Надо сказать, что Трубецкой ничего не рассказал про участие в побеге своего друга отставного штаб-ротмистра Федорова. Он еще не знал, что Федоров давно арестован и дал генералу Л. В. Дубельту абсолютно правдивые показания. О чем тот непременно доложил в рапорте:

«Отставной штаб-ротмистр Федоров, которого я долго допрашивал, уверяет честным словом, что похищение жены Жадимировского совершилось следующим образом: князь Трубецкой просил Федорова стать с каретою у английского магазина и привезти к нему ту женщину, которая сядет ему в карету».

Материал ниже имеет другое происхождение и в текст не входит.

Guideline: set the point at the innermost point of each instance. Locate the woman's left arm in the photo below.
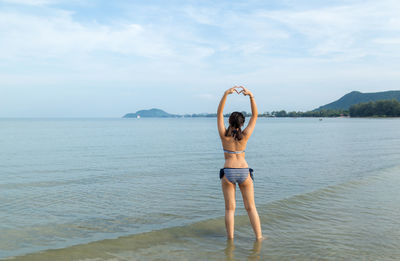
(220, 114)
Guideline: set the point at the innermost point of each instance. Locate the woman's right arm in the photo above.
(254, 113)
(220, 115)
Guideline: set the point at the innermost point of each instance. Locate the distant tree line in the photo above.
(382, 108)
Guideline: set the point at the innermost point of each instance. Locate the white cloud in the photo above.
(30, 2)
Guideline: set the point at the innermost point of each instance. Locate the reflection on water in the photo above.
(320, 189)
(254, 253)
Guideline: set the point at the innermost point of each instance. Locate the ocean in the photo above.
(149, 189)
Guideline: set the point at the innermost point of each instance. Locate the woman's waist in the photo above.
(235, 163)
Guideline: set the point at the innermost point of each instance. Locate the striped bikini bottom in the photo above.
(234, 175)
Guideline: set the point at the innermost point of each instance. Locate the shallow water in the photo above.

«Федоров желал знать, кто та женщина, но Трубецкой отвечал, что скажет ему о том завтра, и Федоров, не подозревая, чтоб тут было что-либо противузаконного, согласился на просьбу Трубецкого, приехал к английскому магазину и лишь только остановился, то женщина, покрытая вуалем, села к нему в карету и сказала: «Au nom de Dieu; depechons nouss».

«Федоров, дав князю Трубецкому слово не смотреть на нее и не говорить с нею, сдержал слово и привез ее к Трубецкому, который ожидал ее у ворот Федорова дома. Тут карета остановилась, она вышла и, быв встречена Трубецким, сейчас с ним удалилась».

«Далее, утверждает Федоров, он ничего не знает. Что же касается до того, что по открытым следам князь Трубецкой уехал в Тифлис, то это Федоров объясняет так: он, по болезни, хотел ехать на Кавказ и оттуда посетить Тифлис; для этого он приготовил себе подорожную, которая и лежала у него в кабинете на столе, и только на другой день побега Трубецкого заметил он, что подорожная у него похищена».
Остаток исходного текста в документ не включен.